According to the episode’s description, “A young couple decides to leave their home in Memphis and move sight unseen to Oaxaca, Mexico. They’re both fitness junkies who want a taste of the mountains and nature, and he wants a place on the outskirts, but she prefers to be near the city center.”
Sight unseen? In any case (spoiler alert), my friends informed me the young fitness junkies turned it down as it was too small and dark.
I haven’t seen the episode, but I have seen the show and it never ceases to amaze and dismay me that most of the time, the buyers and renters come to developing countries with highly developed expectations AND wanting it all for a fraction of the cost in their home countries.
The rent was $1100 (US) per month — low in most US cities but extremely high for most Oaxaqueños. Such is rental inflation wrought by, among other things, digital nomads willing to pay whatever their bank balances will bear, never mind the impact on the local economy, and the proliferation of apartments being turned into Airbnb rentals.

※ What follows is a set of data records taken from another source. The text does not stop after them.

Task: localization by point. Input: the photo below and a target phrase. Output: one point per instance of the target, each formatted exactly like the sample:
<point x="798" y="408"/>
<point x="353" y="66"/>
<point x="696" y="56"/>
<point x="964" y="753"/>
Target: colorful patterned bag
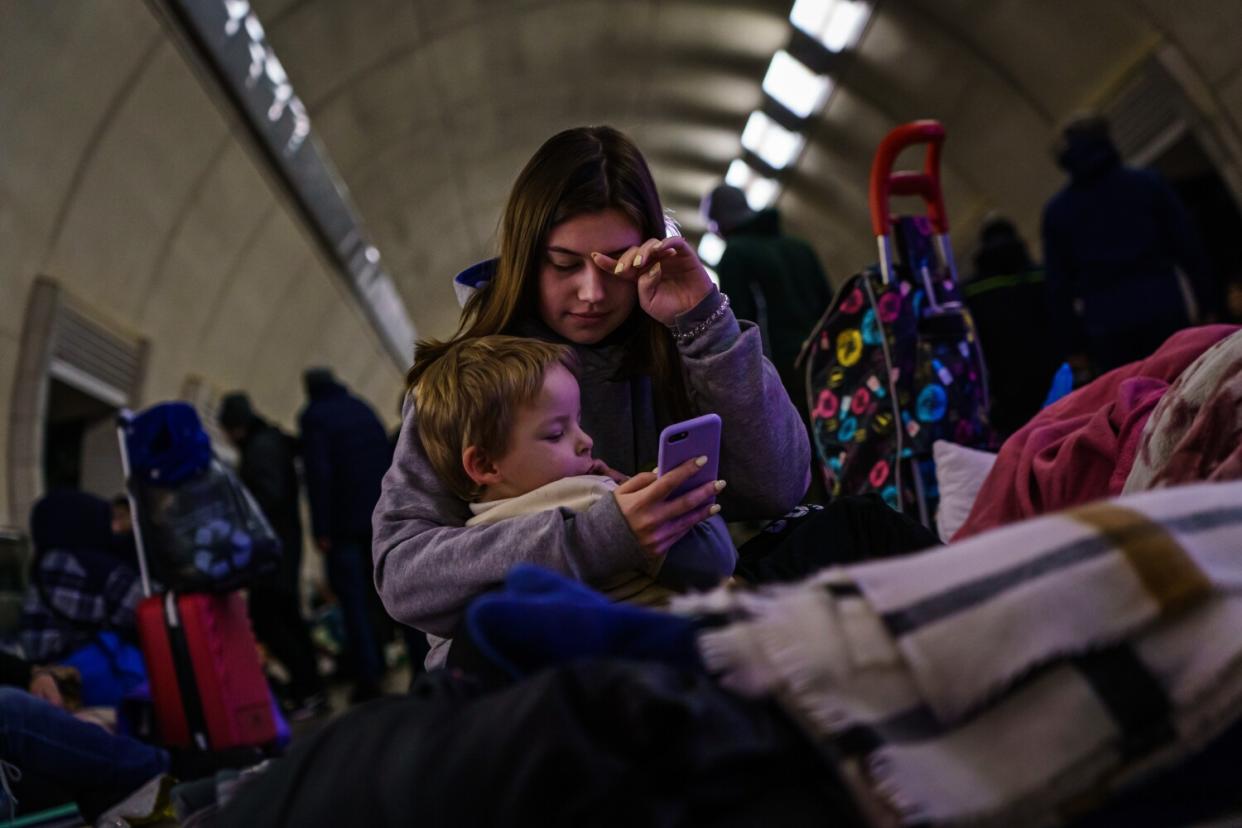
<point x="894" y="363"/>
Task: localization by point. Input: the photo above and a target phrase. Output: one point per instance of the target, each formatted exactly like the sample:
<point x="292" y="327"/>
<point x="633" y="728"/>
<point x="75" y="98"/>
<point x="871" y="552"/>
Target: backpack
<point x="201" y="530"/>
<point x="894" y="363"/>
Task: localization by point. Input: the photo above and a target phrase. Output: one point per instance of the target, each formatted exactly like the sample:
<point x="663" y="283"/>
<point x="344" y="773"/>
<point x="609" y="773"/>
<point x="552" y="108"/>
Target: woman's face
<point x="578" y="299"/>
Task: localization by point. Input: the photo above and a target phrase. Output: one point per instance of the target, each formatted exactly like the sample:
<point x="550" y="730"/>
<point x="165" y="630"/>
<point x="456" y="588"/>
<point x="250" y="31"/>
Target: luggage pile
<point x="200" y="535"/>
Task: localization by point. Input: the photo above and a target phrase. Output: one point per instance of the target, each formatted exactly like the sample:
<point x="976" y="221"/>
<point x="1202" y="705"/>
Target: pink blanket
<point x="1082" y="447"/>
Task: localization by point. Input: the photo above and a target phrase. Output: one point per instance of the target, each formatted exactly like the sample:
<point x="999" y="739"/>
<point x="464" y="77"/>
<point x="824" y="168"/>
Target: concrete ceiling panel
<point x="144" y="169"/>
<point x="355" y="35"/>
<point x="1210" y="26"/>
<point x="226" y="207"/>
<point x="260" y="281"/>
<point x="61" y="78"/>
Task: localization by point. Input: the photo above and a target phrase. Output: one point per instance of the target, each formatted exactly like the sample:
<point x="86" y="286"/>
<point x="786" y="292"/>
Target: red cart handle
<point x="925" y="184"/>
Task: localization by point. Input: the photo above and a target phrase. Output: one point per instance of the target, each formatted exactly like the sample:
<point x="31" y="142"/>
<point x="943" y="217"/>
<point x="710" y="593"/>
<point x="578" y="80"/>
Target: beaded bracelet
<point x="683" y="337"/>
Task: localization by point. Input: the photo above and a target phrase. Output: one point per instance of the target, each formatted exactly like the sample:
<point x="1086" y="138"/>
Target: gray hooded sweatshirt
<point x="429" y="565"/>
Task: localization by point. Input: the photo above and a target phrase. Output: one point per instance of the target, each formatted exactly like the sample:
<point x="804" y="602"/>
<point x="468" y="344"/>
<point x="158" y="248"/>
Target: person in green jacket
<point x="771" y="279"/>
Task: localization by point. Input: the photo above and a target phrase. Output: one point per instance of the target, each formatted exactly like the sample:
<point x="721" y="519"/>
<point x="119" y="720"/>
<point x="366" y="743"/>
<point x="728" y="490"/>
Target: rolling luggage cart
<point x="894" y="363"/>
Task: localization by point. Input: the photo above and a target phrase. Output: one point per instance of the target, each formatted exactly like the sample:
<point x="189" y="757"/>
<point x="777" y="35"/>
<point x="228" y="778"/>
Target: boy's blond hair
<point x="471" y="394"/>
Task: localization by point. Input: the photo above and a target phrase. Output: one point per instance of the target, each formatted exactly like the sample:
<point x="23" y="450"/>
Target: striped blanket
<point x="1014" y="678"/>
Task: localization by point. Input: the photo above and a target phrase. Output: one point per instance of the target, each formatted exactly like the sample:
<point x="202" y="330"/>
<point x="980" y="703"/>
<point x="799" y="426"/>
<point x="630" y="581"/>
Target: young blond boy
<point x="498" y="417"/>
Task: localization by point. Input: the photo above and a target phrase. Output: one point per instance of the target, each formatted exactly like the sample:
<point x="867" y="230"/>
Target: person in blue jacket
<point x="1114" y="240"/>
<point x="345" y="452"/>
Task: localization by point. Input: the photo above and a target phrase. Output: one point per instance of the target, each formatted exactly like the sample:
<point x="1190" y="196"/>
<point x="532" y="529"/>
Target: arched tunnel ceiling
<point x="430" y="109"/>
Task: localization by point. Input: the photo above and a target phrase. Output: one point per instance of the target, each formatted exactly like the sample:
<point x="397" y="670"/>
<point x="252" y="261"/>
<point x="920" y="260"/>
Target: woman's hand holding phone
<point x="658" y="522"/>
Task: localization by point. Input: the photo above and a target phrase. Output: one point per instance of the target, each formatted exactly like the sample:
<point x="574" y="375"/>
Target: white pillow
<point x="959" y="472"/>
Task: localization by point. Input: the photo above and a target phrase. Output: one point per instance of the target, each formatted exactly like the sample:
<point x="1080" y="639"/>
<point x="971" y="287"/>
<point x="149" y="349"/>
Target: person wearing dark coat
<point x="1007" y="299"/>
<point x="1114" y="240"/>
<point x="774" y="281"/>
<point x="771" y="279"/>
<point x="345" y="452"/>
<point x="91" y="574"/>
<point x="267" y="469"/>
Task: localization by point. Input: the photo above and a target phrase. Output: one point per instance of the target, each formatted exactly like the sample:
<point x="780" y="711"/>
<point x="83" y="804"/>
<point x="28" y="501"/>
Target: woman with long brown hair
<point x="585" y="260"/>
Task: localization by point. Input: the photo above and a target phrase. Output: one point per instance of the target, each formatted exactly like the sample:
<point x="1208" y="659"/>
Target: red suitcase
<point x="205" y="675"/>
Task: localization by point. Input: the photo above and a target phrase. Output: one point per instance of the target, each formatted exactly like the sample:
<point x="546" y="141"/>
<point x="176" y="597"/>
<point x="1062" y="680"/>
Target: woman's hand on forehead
<point x="670" y="277"/>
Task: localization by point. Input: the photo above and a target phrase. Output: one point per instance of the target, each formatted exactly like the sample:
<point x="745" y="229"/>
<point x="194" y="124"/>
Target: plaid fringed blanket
<point x="1016" y="677"/>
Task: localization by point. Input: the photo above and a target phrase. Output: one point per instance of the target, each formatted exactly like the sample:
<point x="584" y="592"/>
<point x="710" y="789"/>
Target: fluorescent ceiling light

Something to think about from, The End of Tourism Podcast interview with Daniel Pinchbeck:
And many of the people that I know have become, you know, quote unquote “digital nomads.” So if they’re doing like lifestyle coaching or marketing or tech or whatever, they can basically do that from anywhere in the planet. And obviously because they’re wealthy and come with money to restaurants and buy goods, there’s desirability for them to make a second home someplace or whatever.
… I think that often we see in the world over the last decades kind of like homogenization, cultural homogenization.
… And so the tourism which ends up taking Western first world values and spreading them everywhere acts as kind of a larger imperialist, colonialist kind of project that can lead to the deterioration of the integrity of local cultures and very few countries and cultures have had the capacity to kind of build the defense structure, recognizing the danger of this.